Quale che sia la ratio giustificatrice dell’art. 23 della Costituzione, tuttavia, deve essere sin
da ora evidenziato che in materia tributaria si assiste ad un sostanziale affievolimento dei limiti
posti dalla riserva di legge34 (ancorché relativa). Le ragioni di ciò possono essere ravvisate
anzitutto nel fenomeno dell’abuso dello strumento della decretazione d’urgenza.
In secondo luogo, tale processo si spiega con il progressivo rafforzamento dell’autonomia
tributaria degli enti locali35 e nella recente opzione del legislatore per metodi di accertamento di
tipo induttivo legati a parametri determinabili dall’amministrazione con una certa dose di
discrezionalità. Sebbene la prevalente dottrina ritenga che la disciplina delle procedure di
accertamento possa essere demandata ad atti di fonte secondaria, tuttavia il confine tra norme sul
presupposto e norme sull’accertamento non è nella pratica così netto. Si pensi, per l’appunto, ai
sistemi di accertamento di tipo induttivo basati su coefficienti presuntivi, laddove pur avendo il
legislatore sommariamente indicato gli elementi in base a cui elaborare i coefficienti, manca nella
legge la predeterminazione dei procedimenti tecnici di calcolo e dunque viene lasciata in concreto
all’amministrazione ampio margine valutativo nella determinazione del maggior reddito o del
maggior volume d’affari accertabile in capo al contribuente. In tal modo, la regolamentazione della
procedura di accertamento (vista la difficoltà della prova contraria in capo al contribuente) si
sostanzia, in realtà, in determinazione del criterio di ripartizione del carico tributario e, in definitiva,
del presupposto d’imposta in contrasto con l’art. 23 della Costituzione.
34
Si veda al riguardo, Perrone, Appunti sulle garanzie costituzionali in materia tributaria, in Riv.
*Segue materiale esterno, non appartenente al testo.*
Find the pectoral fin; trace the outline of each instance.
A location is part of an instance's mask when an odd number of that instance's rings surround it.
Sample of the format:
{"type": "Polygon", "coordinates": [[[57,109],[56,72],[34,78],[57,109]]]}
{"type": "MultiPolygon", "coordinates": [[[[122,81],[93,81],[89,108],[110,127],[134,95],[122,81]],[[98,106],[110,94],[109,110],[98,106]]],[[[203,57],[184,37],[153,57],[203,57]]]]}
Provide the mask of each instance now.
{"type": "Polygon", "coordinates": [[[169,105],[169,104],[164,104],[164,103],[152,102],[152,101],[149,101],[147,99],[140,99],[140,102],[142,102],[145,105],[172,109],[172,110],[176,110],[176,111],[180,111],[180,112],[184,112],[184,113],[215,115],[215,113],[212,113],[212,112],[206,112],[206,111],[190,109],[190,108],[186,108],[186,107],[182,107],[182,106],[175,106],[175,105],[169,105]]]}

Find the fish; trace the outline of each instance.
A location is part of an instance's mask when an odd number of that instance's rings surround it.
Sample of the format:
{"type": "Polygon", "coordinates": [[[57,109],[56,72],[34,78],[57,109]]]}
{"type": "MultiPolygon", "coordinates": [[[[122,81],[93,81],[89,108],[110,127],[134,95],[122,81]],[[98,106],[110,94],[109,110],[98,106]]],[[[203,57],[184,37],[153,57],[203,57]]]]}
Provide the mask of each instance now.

dir. trib., 1997, I, 577 ss.
35 La quale porta necessariamente ad un aumento delle fonti normative sub-legislative. A riguardo
deve essere ricordato che la Legge Costituzionale concernente “Modifiche al titolo V della parte
seconda della Costituzione”, approvata dal Parlamento e confermata dal referendum popolare del 7
ottobre 2001, ha introdotto notevoli modifiche al testo della Costituzione attribuendo la potestà
legislativa alle Regioni (che in precedenza aveva solo Stato) e una certa autonomia normativa
secondaria agli Enti Locali. Vedi in proposito la successiva lezione.